How do we tell when we're under stress? At the moment the two most common approaches are, we tell ourselves, or someone does it for us. There is however a third way and this involves the monitoring of our physiological processes by use of biofeedback equipment.
In therapeutic settings biofeedback usually involves placing electrodes on the patient which then convey signals to a biofeedback machine, hooked up to a monitor. The therapist then demonstrates to the patient how their body responds to stress by showing them images on the screen, which vary according to how tense or relaxed the person becomes. Biofeedback can help people recognize the signs of stress in themselves. It also proves that personal control, for example in the form of muscle relaxation and breathing, is effective in reducing stress.
Biofeedback equipment is readily available and the principles are easy to learn. The simplest items come in the form of battery operated hand-held devices that detect minute changes in sweat. The feedback element is most likely auditory. When the person is relaxed the device emits a gentle ticking noise and when they become more anxious the device becomes progressively noisier. Slightly more sophisticated equipment is also easily available and can be installed on a home pc or laptop. I use equipment like this with my students who practice relaxation by attempting to make sunsets appear on a screen, or a chrysalis change to a butterfly, or a neutral expression change to a smile.

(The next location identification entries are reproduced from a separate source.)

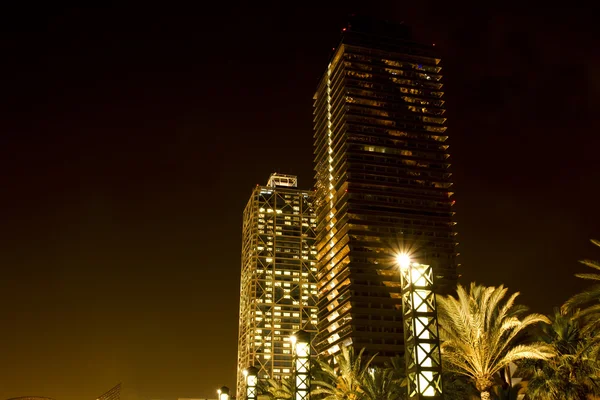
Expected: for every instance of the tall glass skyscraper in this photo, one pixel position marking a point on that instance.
(278, 282)
(383, 183)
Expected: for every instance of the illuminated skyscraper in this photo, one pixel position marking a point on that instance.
(278, 283)
(383, 183)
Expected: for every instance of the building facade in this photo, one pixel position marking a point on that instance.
(383, 184)
(278, 280)
(112, 394)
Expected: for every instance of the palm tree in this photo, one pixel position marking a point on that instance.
(479, 333)
(343, 381)
(381, 384)
(587, 303)
(574, 373)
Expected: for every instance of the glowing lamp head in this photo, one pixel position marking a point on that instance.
(403, 260)
(251, 375)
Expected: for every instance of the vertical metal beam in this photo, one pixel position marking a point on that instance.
(301, 343)
(421, 336)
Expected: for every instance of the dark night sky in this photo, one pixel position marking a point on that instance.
(132, 136)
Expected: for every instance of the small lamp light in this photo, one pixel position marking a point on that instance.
(301, 344)
(403, 260)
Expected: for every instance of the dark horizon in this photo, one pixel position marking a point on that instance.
(134, 135)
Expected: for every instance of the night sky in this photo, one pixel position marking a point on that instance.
(131, 138)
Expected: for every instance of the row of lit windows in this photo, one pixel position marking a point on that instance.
(381, 113)
(401, 89)
(393, 97)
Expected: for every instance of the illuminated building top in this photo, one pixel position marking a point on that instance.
(383, 183)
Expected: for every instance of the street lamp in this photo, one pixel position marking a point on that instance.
(223, 393)
(301, 344)
(251, 374)
(421, 338)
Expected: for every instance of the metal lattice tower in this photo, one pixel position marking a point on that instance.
(421, 337)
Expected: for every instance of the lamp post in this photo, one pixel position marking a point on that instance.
(223, 393)
(301, 344)
(251, 374)
(421, 337)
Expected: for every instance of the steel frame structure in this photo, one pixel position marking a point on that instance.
(421, 335)
(278, 291)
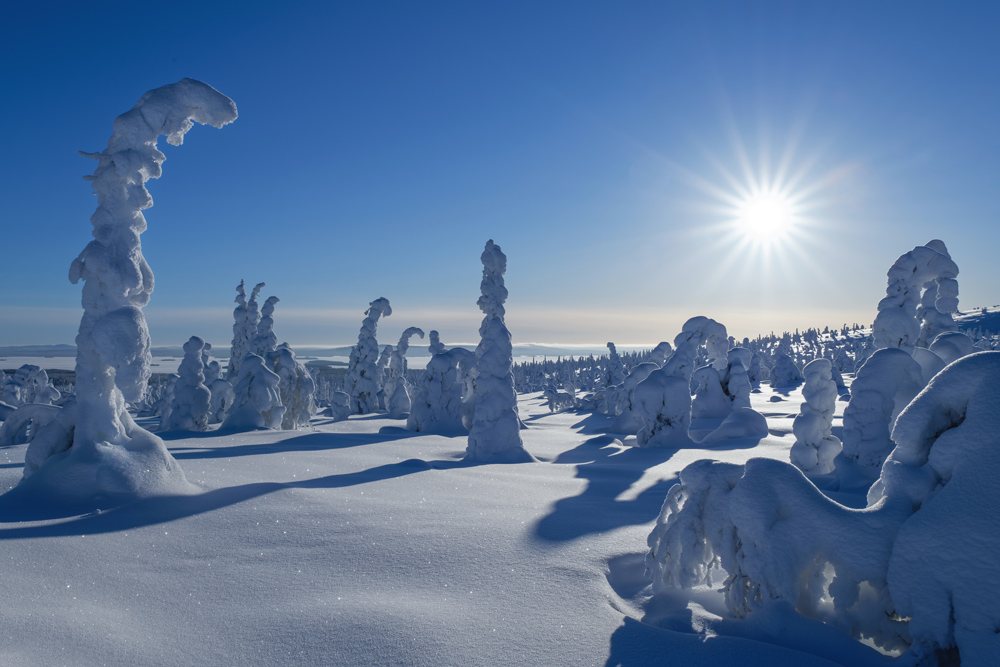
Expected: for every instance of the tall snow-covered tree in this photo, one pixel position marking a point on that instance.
(495, 432)
(362, 372)
(113, 346)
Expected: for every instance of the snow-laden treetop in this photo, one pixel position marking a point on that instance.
(117, 279)
(494, 294)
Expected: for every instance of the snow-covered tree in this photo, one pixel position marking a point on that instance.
(246, 317)
(815, 445)
(265, 342)
(397, 398)
(362, 373)
(495, 432)
(113, 348)
(663, 405)
(222, 391)
(296, 388)
(258, 401)
(191, 399)
(905, 573)
(437, 403)
(926, 271)
(888, 381)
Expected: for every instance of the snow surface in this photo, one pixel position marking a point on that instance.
(358, 543)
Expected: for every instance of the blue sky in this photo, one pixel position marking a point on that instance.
(602, 145)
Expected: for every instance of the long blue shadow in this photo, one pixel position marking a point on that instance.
(163, 509)
(609, 471)
(310, 442)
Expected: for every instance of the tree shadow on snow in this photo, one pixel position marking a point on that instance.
(595, 423)
(610, 470)
(163, 509)
(310, 442)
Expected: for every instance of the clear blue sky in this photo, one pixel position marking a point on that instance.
(380, 144)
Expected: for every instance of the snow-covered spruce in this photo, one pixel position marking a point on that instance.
(438, 401)
(296, 388)
(698, 331)
(628, 420)
(892, 571)
(246, 316)
(265, 342)
(397, 398)
(495, 432)
(94, 449)
(784, 373)
(191, 400)
(889, 380)
(663, 406)
(921, 296)
(362, 373)
(258, 402)
(222, 391)
(815, 445)
(29, 384)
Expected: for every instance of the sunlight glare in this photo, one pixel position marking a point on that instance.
(765, 216)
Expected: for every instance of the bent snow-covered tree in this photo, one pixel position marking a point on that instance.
(921, 295)
(397, 398)
(94, 446)
(495, 431)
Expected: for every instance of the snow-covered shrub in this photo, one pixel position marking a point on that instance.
(558, 399)
(718, 393)
(28, 384)
(661, 353)
(296, 388)
(362, 372)
(926, 271)
(815, 445)
(888, 381)
(93, 447)
(951, 346)
(380, 371)
(257, 403)
(495, 431)
(191, 399)
(736, 379)
(246, 317)
(910, 571)
(784, 373)
(696, 332)
(265, 342)
(397, 398)
(222, 391)
(627, 419)
(710, 399)
(663, 404)
(340, 406)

Now, a company is developing a sensor vest that reads muscular tension at any given time. Sensors are woven into the fabric of the vest which can pick up even the most modest changes in muscular activity. The vest has one big advantage. It allows people to behave normally as it gets rid of the need to stick electrodes on the skin which in turn are wired to a computer.
The use of such a vest could extend well beyond the monitoring of stress. In work environments they could ensure that people don't attempt to lift loads that are too heavy. In sports settings, coaches could assess that point at which an athlete reaches optimum performance, what energy reserves remain, and when they are depleted.
At the moment the developers from the Fraunhofer Institute for Reliability and Microintegration IZM in Berlin, are putting the vest through its paces. The vest must be water and perspiration resistant and the electrical conductors need to remain durable after repeated washing. Over the next few months the company are focusing on integrating the analysis electronics.
So, can we envisage a time when we go to work wearing a stress vest? The resulting bells and whistles that would probably go off might themselves become intolerable!